Stefano Rivetti di Val Cervo e Bruno Innocenti con alle spalle il "bozzettone" di 5 metri - 1965


Qui il Conte Stefano Rivetti, che eredita dal padre il testimone, impianta dunque le sue industrie, ma intuisce che le potenzialità maggiori sono in altri campi: nel turismo (costruisce e gestisce, tra l’altro, il Santavenere Hotel, ancora oggi uno dei più esclusivi e raffinati Alberghi italiani), nell’ambiente (svolge un’opera di piantumazione e diffusione del verde che contribuisce a modificare l’aspetto brullo del territorio), nell’agricoltura (crea la Pamafi, azienda ortofrutticola e florovivaistica e inizialmente anche lattiera), nella cultura millenaria di un popolo che è stato greco e latino e che, pur nei rari scontri e nelle diverse incomprensioni, impara ad amare, che ammira e rispetta e di cui si sente parte.
Quelle citate sono solo alcune – le più note ed eclatanti - delle iniziative e delle azioni che contraddistinguono la sua vicenda umana e professionale nel piccolo centro lucano.

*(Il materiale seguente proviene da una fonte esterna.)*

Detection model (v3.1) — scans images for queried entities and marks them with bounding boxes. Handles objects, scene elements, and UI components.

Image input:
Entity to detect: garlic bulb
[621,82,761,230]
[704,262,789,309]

Stefano Rivetti è uno di quegli industriali illuminati e lungimiranti che però si lasciano guidare, più che dalla concretezza degli affari, dal tarlo utopistico e dal senso estetico degli artisti.
E’ il figlio più autentico di quegli anni appassionati e dinamici, entusiastici fino a rasentare l’euforia, che guardano all’obiettivo senza farsi spaventare dalle difficoltà e dagli ostacoli che si pongono su un cammino inevitabilmente accidentato.
Per lavoro gira il mondo, si guarda intorno con curiosità e interesse, è pieno di idee e di progetti che riportano a Maratea e che mirano a farne la regina incontrastata di quella nascente e originale forma di industria che si chiama turismo.
A Rio De Janeiro, sorvolando il Corcovado, vede il Cristo bianco, che domina la baia, che accoglie e saluta con le sue braccia perfettamente distese il viaggiatore moderno.
Decide di erigere una statua simile anche a Maratea.

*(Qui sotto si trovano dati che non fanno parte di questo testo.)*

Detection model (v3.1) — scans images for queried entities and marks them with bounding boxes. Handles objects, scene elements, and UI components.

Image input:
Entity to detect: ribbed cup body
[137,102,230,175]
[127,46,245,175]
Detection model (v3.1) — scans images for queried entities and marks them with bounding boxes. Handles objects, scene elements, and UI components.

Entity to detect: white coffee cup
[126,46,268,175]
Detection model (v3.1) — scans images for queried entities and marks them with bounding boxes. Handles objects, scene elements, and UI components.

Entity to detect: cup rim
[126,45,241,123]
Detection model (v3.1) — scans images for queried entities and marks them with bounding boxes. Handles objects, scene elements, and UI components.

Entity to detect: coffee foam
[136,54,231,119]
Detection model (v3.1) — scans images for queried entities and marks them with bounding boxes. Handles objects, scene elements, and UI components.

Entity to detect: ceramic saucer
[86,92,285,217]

Il progetto è già scritto nella sua mente, elaborato durante i vagheggiamenti notturni e le pensose passeggiate nella natura.
Sempre più convinto della bontà dell’idea, va alla ricerca dell’artista che tradurrà in concreto la sua opera, grande monumentale, imponente, il suo personale omaggio ad una terra che – ne è sicuro – diverrà il salotto balneare, la villeggiatura d’eccellenza – per usare un termine del tempo - dell’Italia e del mondo intero.
Non importa se non ci sono strade abbastanza larghe e comode per trasportare le tonnellate di materiali che serviranno, non importa quanta fatica e quanto impegno e quanto denaro occorreranno, non importa se l’impresa appare ardua e la burocrazia lenta non è in sintonia con il suo passo svelto e infaticabile.
In lui brucia lo spirito di quei favolosi anni Cinquanta e Sessanta, quando anche l’impossibile diventa realizzabile e l’utopia è in grado di prendere forma e farsi materia.
Gli impedimenti, pur se ragionevoli e oggettivi, non gli interessano, lui è già oltre, più avanti, è già nel suo sogno fatto realtà.

Ed e’ solo grazie alle sue capacità visionarie se oggi la statua monumentale del Cristo, alta 21,20 metri, con una distesa di braccia pari a 19,75 metri, caratterizzata da quel sorriso misterioso e lieve, vi osserva – benevola - salire, mesti o ciarlieri, ammirati e quasi stupefatti, la stradina che si snoda dal piazzale della Basilica di San Biagio per condurvi a sé e raccontarvi, con tutto il resto, anche la storia di un uomo e del suo tempo.